The Hateful Eight, billed as director Quentin Tarantino’s eighth feature film (out of an alleged ten he promises to make before retiring), is a violent, wintery, Western shot in glorious 65 mm. The story starts off with Major Marquis Warren (Samuel L. Jackson), a bounty hunter who is picked up by previous acquaintance and fellow hunter John Ruth (Kurt Russell) while the latter escorts criminal Daisy Domergue (Jennifer Jason Leigh) to the noose and jealously stakes his claim on the $10,000 reward placed on her head. Taking shelter from a snowstorm, the three hole up at a stagecoach station called Minnie's Haberdashery with an assortment of other colourful and shifty characters. Suspicious of the host, Bob (Demián Bichir), and irritated by an old, racist Confederate (Bruce Dern), tensions flare up and Warren and Ruth try to take control of the lodge but things quickly spiral into chaos.
The Hateful Eight has a very slow start but a far more exciting middle when it becomes clear that a murder mystery is brewing à la Agatha Christie. Annoyingly, at first too few elements are presented and then too many at once. This is possibly because the movie is split unevenly into six chapters. However, it is an entertaining closed-room murder mystery that even Sherlock Holmes would be hard pressed to untangle after the events of the film (I kept thinking that the movie would end with someone walking in, seeing the absolute carnage, and asking what the hell just happened.) Those who love Tarantino will know to expect ultraviolent scenes, lots of spurting blood, and a darkly humourous tone peppered with seemingly inane but also memorable chitchat. His vignette-style of editing and storytelling are also still present in The Hateful Eight. Some of his stylistic choices, however, such as the occasional use of slo-mo and the sudden use of a narrator in the middle of the film detract from the story somewhat as they jar the viewer out of the moment.
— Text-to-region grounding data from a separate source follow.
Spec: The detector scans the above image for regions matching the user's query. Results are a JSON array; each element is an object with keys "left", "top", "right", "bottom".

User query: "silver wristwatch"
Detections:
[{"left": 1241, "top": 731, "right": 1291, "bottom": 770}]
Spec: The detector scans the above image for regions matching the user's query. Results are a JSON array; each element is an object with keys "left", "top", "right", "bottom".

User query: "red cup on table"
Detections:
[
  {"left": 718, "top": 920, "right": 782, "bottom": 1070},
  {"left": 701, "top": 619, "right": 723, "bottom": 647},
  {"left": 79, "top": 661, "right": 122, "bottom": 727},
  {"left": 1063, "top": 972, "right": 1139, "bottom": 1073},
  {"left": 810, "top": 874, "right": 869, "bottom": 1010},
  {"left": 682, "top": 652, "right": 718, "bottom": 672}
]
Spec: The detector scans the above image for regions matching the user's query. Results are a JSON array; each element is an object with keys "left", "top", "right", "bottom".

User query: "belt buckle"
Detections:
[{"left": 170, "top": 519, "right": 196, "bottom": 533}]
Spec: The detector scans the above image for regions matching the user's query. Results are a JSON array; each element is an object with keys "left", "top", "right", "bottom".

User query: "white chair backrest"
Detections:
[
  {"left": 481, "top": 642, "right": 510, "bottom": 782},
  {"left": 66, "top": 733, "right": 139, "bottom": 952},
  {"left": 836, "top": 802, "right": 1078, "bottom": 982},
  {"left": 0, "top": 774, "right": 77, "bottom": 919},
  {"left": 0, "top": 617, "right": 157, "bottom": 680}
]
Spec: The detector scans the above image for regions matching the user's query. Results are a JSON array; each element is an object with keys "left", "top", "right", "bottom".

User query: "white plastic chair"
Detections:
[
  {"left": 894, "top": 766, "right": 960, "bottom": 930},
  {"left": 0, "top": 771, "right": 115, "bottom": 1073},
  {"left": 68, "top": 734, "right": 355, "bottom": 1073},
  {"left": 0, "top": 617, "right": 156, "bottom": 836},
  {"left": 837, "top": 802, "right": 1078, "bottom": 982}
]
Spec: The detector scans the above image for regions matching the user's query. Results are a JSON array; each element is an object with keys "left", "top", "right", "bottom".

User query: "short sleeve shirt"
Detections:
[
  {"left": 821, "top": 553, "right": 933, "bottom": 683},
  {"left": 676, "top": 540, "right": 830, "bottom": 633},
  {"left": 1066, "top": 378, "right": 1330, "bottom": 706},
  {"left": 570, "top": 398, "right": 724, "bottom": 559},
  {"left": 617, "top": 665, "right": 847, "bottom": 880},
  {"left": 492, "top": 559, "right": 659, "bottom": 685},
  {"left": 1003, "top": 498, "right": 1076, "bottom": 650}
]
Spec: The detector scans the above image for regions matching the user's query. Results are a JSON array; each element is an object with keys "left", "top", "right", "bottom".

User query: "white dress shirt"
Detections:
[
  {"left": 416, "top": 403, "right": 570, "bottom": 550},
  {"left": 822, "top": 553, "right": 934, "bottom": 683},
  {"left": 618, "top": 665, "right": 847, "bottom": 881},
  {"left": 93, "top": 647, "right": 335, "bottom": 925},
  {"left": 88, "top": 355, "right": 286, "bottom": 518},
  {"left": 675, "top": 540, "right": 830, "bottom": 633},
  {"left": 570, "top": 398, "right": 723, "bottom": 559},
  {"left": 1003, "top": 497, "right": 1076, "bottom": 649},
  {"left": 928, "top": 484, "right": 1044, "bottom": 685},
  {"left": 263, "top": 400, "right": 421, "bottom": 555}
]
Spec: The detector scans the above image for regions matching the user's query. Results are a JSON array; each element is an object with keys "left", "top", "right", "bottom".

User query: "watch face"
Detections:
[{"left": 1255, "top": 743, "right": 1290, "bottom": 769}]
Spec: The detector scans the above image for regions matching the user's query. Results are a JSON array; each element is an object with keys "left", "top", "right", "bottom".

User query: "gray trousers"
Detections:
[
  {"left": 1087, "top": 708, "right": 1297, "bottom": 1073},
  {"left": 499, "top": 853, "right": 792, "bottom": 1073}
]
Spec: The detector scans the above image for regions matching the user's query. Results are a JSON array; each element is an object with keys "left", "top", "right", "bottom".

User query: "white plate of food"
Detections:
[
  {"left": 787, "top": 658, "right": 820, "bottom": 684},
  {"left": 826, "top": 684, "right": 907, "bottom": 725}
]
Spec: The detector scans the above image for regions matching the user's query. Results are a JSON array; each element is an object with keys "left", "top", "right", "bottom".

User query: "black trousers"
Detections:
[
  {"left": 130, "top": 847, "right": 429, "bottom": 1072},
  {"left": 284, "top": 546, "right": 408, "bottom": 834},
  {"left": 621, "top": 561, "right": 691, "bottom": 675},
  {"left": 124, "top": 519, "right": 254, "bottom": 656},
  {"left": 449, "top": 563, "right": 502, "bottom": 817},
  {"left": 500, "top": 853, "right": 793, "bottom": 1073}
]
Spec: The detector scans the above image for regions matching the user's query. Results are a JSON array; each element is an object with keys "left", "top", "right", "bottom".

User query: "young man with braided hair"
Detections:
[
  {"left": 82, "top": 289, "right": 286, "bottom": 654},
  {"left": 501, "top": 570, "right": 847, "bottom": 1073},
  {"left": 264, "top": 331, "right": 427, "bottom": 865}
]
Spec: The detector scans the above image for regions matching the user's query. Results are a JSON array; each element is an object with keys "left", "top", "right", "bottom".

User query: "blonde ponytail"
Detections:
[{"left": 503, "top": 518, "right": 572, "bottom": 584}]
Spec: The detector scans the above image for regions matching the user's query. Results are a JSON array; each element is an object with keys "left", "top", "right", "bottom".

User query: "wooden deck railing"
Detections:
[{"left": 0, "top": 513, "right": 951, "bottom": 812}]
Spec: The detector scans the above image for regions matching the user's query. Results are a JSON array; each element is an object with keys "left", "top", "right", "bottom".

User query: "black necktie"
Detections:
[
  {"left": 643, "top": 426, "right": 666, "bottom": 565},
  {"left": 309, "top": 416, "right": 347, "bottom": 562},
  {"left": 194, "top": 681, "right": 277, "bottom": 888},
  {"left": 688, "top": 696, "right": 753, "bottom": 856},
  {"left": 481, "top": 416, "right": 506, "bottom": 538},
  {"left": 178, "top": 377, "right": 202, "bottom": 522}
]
Luckily, Tarantino’s stalwart collaborator Samuel L. Jackson takes centre stage in The Hateful Eight. Jackson has proved time and time again that even with a simple story he can mesmerise an audience with his lyrical way of speaking, his trademark use of the m-word, and his unwavering, penetrating, and slightly off-putting gaze. Although the physically larger Russell seems to overshadow him in the first half of the film, Jackson comes back with an unpleasantly vivid story about humiliating a man in the snow and he gets to solve most of the film’s central mystery for the audience. Of course, the rest of the cast is pretty great as well, especially Walter Goggins and Jennifer Jason Leigh (who spends a significant amount of time with her face covered in bruises and blood and should be commended for that). But to be honest, The Revenant, which came out at around the same time as The Hateful Eight, was a far more striking movie, both in terms of cinematography and in expanding the genre of snowy frontier films.